The main emphasis in the Basel Historical Museum collection of paintings, drawings and prints is on the city of Basel and its region, and on the following categories and themes: Late Gothic panel painting (winged altarpieces), portrait and miniature painting, paintings from buildings in Basel (murals, wallpaper, furnishings), and images of the city, its buildings, its life and customs, and of particular events in the city's history and of its trades. In addition, there are special collections of family records and of designs and cartoons for stained-glass windows. Criteria for collection, apart from artistic quality, include subject-matter, value as historical evidence, and original use and provenance.
These works make use of a great variety of materials and techniques, including painting on panel, canvas, metal, glass, parchment and paper; pastels, gouache, silverpoint drawings and various printing techniques including early photography are also represented. About one third of the roughly 450 paintings (in oil on panel or canvas) are permanently exhibited.

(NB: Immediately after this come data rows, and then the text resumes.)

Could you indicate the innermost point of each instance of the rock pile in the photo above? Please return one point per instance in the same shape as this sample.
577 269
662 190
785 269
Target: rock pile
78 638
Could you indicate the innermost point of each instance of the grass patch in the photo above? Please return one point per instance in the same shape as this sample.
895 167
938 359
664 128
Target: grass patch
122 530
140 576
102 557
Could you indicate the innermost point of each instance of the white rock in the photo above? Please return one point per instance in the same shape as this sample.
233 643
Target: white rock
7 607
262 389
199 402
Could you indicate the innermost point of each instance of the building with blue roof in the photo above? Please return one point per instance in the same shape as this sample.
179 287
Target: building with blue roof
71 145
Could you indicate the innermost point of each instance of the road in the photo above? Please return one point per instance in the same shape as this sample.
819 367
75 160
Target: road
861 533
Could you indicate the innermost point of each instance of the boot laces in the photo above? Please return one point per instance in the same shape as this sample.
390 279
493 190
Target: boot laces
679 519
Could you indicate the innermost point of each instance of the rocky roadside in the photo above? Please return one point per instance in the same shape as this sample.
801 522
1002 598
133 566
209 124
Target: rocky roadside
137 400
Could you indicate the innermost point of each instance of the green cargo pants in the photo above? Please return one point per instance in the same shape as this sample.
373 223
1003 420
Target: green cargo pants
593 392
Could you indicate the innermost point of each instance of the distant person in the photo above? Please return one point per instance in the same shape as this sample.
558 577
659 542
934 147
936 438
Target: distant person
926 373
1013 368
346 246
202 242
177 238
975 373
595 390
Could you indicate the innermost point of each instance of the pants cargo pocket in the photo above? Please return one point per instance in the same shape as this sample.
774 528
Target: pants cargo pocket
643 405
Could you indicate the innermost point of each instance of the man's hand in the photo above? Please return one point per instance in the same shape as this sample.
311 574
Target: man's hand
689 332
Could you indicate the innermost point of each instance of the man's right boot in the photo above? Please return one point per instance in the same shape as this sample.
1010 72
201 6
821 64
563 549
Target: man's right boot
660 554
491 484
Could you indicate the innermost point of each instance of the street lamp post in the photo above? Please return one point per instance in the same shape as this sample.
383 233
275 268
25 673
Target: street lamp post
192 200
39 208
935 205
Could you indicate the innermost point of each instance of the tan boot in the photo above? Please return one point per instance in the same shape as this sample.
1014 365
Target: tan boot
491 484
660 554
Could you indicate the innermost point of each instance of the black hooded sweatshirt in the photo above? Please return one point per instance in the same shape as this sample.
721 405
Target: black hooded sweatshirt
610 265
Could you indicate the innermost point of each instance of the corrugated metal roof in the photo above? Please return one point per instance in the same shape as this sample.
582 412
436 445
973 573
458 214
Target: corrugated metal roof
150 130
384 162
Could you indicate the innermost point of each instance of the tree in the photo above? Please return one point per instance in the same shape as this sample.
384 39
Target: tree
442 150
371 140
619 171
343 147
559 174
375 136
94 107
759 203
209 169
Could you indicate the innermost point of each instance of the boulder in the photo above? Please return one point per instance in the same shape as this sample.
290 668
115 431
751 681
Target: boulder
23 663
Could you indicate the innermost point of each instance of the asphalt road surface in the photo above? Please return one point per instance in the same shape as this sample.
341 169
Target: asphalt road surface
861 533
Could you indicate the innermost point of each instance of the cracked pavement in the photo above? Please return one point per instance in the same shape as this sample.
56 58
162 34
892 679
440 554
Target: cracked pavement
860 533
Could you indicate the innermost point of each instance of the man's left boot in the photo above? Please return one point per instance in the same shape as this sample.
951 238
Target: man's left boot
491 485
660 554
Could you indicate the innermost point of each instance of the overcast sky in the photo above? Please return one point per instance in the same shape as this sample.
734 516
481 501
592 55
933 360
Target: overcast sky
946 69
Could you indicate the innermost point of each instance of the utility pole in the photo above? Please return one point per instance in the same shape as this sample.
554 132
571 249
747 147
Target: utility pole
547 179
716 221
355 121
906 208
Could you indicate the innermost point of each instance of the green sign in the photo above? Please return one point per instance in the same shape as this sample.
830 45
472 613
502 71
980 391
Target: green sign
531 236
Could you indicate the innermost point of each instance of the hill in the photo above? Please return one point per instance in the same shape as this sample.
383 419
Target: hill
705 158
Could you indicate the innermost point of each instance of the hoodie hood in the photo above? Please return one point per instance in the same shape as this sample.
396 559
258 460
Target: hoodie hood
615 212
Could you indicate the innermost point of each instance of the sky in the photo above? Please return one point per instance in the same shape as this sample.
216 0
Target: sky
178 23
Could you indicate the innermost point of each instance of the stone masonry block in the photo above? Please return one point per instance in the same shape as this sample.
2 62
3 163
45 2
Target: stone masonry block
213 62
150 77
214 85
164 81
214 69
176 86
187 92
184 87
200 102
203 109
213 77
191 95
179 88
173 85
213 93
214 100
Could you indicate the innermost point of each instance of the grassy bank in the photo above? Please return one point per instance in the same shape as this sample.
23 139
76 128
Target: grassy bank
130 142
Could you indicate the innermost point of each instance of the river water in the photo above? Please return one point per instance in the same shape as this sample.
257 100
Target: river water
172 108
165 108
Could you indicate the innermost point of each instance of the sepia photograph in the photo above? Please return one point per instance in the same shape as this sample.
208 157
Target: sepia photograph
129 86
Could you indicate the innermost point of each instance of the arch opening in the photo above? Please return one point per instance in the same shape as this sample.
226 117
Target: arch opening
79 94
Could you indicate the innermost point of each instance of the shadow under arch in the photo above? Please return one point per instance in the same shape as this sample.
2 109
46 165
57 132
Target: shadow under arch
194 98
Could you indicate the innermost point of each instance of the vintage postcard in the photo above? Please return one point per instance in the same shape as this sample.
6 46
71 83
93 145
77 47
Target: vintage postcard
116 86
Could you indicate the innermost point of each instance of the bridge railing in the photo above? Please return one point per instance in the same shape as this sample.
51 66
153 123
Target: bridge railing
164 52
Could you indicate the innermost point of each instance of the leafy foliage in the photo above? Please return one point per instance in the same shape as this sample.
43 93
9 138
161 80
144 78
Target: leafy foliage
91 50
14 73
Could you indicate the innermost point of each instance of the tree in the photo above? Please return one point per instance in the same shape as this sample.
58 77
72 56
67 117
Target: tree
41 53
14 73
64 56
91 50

Some 350 of the paintings are portraits, primarily of Basel citizens, from the 17th to the early 20th century. The collection constitutes a gallery of ancestral portraits representing the history of the city republic and its leading families and personages. The captured presence of its former citizens gives continued life to the city's past. The predominance of portraiture in the collection, as compared to genre, landscape or religious painting, manifests the general demand for this kind of art among the Protestant citizens, and the lack of commissions from the Church or secular institutions for other subjects. The quality of the portraits is uneven, reflecting the judgement of a contemporary (C.G. Küttner) of 1779, that Basel was a splendid place for portrait painters, since «they all found work, from the good to the mediocre to the very worst». In the portrait collection alone – excluding «Kleinmeister» engravings and miniatures – about 90 different painters of Swiss, German, Bohemian, Dutch and Italian origin are represented. In this way the collection's emphasis on local people is supplemented by an international dimension.
In the graphic art collection the illustrations of lost or fragmented art treasures of Basel have special documentary value: for example, those of the Burgundian spoils sold in 1504, or of the Basel Dance of Death, destroyed in 1805, or of the Cathedral Treasury, partly auctioned in 1836.